Longbrooks Cottages is a Grade II listed building in the Tunbridge Wells local planning authority area, England. First listed on 24 August 1990. House. 1 related planning application.
Longbrooks Cottages
- WRENN ID
- dusted-tallow-umber
- Grade
- II
- Local Planning Authority
- Tunbridge Wells
- Country
- England
- Date first listed
- 24 August 1990
- Type
- House
- Source
- Historic England listing
Description
Longbrooks Cottages is a house divided into two tenanted cottages in Paddock Wood. It probably dates from the mid-15th century in origin, with alterations made in the late 16th or early 17th century, and a rear addition added around 1950 following bomb damage.
The building is of timber-framed construction on brick footings, with the ground floor rendered and the first floor tile-hung. The east end has concrete tile-hanging. The roof is covered in peg tiles with brick stacks.
The house originally comprised a two-bay open hall, presumably with a cross passage entrance to the left of centre, a one-bay storeyed west end, and a one-bay jettied storeyed east end. The hall was floored over in the late 16th or early 17th century with an inserted stack, converting the entrance into a lobby arrangement. Following bomb damage, the house was repaired in the 1950s and a rear south-east kitchen wing was added in vernacular style.

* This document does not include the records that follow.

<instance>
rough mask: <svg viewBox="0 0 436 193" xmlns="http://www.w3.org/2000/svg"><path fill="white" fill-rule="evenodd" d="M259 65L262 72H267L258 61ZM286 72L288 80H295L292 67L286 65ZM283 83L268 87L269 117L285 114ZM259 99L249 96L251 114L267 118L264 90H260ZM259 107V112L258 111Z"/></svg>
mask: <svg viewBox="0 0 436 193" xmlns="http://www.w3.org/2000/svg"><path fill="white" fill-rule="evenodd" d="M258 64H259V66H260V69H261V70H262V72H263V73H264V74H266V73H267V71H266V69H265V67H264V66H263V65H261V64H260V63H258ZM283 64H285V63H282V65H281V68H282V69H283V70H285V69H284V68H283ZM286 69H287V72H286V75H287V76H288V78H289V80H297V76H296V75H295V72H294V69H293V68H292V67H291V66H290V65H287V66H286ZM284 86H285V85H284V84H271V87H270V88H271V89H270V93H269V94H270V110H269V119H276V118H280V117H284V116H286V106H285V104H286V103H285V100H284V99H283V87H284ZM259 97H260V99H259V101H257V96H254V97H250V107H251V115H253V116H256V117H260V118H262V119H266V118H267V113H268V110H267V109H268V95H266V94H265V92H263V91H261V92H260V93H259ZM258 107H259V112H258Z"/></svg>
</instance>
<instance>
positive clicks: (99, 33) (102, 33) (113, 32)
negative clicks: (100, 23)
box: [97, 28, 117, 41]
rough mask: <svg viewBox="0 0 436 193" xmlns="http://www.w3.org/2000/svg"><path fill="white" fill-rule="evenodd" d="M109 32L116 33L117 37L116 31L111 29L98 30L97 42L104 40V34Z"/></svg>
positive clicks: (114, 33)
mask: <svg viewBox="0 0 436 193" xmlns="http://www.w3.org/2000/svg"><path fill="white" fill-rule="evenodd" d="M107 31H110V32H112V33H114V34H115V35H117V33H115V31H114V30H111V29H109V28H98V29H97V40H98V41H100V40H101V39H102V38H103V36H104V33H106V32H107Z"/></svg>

The main front faces north and is two storeys tall. The roof is gabled at the left end and gabletted and hipped at the right. An axial stack has a staggered handmade brick shaft with a corbelled brick cornice (renewed), while a 20th-century stack sits at the right end. The north elevation is asymmetrical with three windows and a recessed porch with 20th-century plank doors leading into the two cottages. Windows throughout are timber casements in 19th and 20th-century style, mostly with glazing bars, with sizes ranging from two to four lights. The rear elevation has four windows to the main block and two to the 1950s wing, which is tile-hung with some scalloped tiles and jettied on both returns. A recessed porch with a 20th-century plank door serves the west cottage. The left (east) return of the main block is jettied on curved braces, with a 20th-century door into the east cottage and timber casement windows with glazing bars.
The interior preserves rich early carpentry. The late 16th or early 17th-century hall features a scroll-stopped beam on the long axis with exposed joists and a large open fireplace with brick jambs and a chamfered lintel with scroll stops. The fireplace incorporates two cupboards—one with an 18th-century two-panel door said to have been an oven, and a smaller cupboard with butterfly hinges. The higher end preserves a moulded, brattished dais beam from the late medieval phase. The inner room to the west has exposed joists, as does the east end room. A crossbeam in front of the party wall marks the east end of the open hall. The first floor preserves probably 17th-century doors. The west end cottage contains probably 18th-century pargetting in all first-floor rooms, a rare survival. The wall-framing includes step stops and wall posts with flared jowls. A blocked fireplace lies in the chamber over the hall.
The medieval crown post roof is well-preserved. Sooted closed partitions mark the ends of the open hall. The hall truss has an octagonal crown post on a chamfered base with a moulded capital and four-way up braces. The crown post tie-beam has a chamfered soffit and massive arch braces springing from about one metre above ground level, shaped to leave spaces where the spandrels would be. Plain crown posts in the partitions at the ends of the hall have two-way up braces and curved down braces. The roof over the east end has been partially rebuilt; it was formerly hipped.
This is a good example of a well-preserved evolved house of medieval origins.